WegkreuzWegkreuzDSGG ist der stumme Hilferuf, der sich in Stein gemeißelt seit Jahrhunderten von schlichten Grabsteinen auf den Kirchhöfen der Eifel- und Moselgemeinden erhebt, um Gottes Erbarmen und unsere Fürsprache zu erflehen.

Ein letztes dieser kleinen Kreuzzeichen aus Eifelbasalt ist uns geblieben. Niemand weiß, wann es vom alten Kirchhof mitten im Ort als Mahn- und Wegmal mitten in die Flur am Schadenweg kam, der seit Urzeiten als Moselweg von Alflen an den Ellerbach und an die Mosel führte. Es war ein bewusst gewählter Standort, der alle die, die hier vorbei kamen, an die eigene Vergänglichkeit und die bleibende Verpflichtung gegenüber denen erinnern sollte, die einst unter uns lebten. Stehen nicht alle unsere Kreuze und Feldmale an Straßen und Wegkreuzungen wie  Franzen Heiligenhäuschen am höchsten Punkt des alten Moselweges, die Holzkreuze, die Wilhelm Müller auf Kniebrech, auf der Gasse nach Büchel zu und an der Straße nach Weiler errichtete, seit den 50er Jahren in unmittelbarer Nachbarschaft zum Josefskapellchen, das die Schwester von Pastor Caspers, Frau Thouet, stiftete, weil ihr Mann wie durch ein Wunder der Hölle von Stalingrad entkam?
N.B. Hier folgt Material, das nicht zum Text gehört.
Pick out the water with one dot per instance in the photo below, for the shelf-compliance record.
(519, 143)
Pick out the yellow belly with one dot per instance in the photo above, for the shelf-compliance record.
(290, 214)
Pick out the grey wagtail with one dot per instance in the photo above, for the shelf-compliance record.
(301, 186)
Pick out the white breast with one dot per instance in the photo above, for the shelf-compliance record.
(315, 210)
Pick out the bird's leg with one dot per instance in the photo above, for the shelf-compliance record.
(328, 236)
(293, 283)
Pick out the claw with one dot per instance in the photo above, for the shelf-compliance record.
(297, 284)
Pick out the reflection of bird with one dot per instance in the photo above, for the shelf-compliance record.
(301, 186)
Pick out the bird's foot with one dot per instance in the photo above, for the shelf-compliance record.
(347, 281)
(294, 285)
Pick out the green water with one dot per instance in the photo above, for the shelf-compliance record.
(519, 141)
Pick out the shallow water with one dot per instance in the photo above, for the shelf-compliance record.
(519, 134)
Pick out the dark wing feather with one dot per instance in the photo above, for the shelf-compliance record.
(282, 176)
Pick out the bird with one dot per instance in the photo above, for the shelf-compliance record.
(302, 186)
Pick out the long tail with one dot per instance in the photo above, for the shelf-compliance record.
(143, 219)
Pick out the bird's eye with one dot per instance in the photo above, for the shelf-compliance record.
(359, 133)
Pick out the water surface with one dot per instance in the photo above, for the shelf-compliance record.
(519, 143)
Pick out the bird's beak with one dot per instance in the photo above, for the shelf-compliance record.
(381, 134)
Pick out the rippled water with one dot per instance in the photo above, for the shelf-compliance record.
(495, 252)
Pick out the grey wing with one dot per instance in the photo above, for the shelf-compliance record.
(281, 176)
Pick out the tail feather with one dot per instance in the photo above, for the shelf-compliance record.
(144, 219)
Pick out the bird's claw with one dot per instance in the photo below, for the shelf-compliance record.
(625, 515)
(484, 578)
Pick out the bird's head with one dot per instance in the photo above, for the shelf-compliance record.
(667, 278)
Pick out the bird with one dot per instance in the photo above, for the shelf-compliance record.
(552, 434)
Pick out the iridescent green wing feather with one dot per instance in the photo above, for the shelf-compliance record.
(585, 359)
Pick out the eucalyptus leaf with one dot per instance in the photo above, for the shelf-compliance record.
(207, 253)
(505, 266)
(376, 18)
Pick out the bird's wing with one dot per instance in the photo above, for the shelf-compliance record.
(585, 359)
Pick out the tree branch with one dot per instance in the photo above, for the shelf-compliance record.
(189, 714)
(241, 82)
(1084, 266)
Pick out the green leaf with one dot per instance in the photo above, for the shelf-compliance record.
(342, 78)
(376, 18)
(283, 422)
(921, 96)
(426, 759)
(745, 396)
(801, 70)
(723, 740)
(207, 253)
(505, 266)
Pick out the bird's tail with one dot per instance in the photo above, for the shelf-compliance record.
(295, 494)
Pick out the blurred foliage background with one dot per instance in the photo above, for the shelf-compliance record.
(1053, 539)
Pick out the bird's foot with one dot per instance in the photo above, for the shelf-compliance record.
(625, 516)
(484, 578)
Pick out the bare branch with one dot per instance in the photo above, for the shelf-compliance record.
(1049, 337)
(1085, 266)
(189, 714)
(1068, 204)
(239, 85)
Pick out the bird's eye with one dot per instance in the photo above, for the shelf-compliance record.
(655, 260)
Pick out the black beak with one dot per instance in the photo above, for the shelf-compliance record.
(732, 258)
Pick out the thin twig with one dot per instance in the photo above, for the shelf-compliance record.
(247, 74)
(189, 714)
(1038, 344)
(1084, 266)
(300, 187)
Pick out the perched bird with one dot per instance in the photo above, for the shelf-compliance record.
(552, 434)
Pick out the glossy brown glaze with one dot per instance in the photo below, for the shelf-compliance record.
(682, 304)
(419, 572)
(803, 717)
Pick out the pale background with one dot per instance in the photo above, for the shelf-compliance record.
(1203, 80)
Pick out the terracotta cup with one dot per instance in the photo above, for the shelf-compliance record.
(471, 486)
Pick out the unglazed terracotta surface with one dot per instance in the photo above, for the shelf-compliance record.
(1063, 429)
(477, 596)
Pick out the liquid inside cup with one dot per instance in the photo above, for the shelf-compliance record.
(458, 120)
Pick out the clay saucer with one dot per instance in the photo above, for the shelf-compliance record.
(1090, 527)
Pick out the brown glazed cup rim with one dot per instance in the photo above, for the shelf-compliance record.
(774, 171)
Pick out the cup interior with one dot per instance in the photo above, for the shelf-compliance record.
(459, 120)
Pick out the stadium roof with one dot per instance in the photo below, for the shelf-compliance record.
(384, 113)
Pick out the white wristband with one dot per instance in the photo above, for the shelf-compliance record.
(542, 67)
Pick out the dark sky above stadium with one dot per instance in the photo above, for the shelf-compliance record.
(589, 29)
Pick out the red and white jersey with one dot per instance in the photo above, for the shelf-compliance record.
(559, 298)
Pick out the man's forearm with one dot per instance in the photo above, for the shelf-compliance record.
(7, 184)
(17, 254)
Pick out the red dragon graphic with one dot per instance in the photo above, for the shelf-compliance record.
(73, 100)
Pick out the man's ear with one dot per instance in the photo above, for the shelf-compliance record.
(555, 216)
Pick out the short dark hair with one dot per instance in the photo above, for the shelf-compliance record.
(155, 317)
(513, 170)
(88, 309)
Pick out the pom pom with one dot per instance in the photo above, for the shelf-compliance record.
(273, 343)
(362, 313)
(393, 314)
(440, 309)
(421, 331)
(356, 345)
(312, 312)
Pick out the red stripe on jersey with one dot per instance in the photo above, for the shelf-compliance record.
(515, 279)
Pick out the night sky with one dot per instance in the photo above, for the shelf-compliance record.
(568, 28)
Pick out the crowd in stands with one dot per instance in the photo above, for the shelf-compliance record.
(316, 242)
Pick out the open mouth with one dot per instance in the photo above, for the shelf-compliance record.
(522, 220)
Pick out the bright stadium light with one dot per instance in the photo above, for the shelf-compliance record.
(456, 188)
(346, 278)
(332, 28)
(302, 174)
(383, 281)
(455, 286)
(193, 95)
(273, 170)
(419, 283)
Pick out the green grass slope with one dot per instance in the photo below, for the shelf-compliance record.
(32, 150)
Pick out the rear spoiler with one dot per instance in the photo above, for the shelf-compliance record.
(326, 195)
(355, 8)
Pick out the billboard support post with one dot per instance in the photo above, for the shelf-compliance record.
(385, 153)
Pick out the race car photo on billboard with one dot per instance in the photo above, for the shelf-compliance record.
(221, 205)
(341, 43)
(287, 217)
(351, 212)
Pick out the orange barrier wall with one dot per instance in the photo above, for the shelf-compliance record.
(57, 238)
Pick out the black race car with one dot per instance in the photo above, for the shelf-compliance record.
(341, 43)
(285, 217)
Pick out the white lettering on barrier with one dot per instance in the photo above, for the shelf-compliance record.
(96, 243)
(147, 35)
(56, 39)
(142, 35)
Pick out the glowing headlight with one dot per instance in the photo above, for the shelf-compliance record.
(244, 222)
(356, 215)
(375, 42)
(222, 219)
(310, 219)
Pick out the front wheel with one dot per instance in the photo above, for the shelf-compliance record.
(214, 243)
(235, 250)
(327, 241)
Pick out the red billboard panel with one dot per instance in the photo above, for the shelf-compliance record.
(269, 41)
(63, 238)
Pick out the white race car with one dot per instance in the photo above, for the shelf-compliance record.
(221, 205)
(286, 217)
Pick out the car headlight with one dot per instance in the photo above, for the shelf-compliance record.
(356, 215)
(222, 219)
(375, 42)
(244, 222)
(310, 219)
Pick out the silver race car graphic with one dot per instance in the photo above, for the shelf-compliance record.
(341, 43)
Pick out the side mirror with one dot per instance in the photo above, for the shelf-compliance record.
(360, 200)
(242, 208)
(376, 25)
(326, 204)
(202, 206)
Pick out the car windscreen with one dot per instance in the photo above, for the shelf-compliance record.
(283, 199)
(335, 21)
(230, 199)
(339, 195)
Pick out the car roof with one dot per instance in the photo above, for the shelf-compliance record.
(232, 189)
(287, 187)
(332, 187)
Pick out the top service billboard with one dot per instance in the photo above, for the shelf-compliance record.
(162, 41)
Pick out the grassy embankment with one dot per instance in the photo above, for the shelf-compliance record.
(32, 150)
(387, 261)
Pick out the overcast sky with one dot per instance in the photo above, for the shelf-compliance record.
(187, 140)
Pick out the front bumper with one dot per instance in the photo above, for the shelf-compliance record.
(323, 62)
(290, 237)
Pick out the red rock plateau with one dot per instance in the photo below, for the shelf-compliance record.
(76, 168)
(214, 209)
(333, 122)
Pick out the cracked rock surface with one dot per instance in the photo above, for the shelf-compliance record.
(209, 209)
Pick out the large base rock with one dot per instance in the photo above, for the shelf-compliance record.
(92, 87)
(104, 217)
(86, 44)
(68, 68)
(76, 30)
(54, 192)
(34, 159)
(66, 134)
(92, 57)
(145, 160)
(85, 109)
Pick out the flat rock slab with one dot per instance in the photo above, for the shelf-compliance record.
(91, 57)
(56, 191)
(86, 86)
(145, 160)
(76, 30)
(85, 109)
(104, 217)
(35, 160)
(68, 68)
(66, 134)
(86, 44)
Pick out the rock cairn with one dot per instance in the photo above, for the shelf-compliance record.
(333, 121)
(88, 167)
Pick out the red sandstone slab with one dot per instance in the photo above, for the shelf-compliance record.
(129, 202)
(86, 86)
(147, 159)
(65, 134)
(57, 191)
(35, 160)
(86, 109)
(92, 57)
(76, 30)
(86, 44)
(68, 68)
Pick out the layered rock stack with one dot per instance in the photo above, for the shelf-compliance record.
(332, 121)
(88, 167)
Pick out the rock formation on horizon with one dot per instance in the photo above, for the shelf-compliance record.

Vielleicht ist es ein Zufall, dass die meisten auch an Kriegszeiten erinnern. 1632 ruft uns den 30jährigen Krieg in Erinnerung, der seit 1618 auch in der Eifel Spuren hinterließ, 1813 (auf dem Sandsteinkreuz auf dem Hunstang) weist auf die Befreiungskriege gegen Napoleon hin, und die Holzkreuze von Wilhelm Müller erinnern an die unseligen Jahre des 2. Weltkriegs wie das Kreuz am Ortsausgang auf der Gasse, Kyrie eleison, Herr erbarme dich, 1940.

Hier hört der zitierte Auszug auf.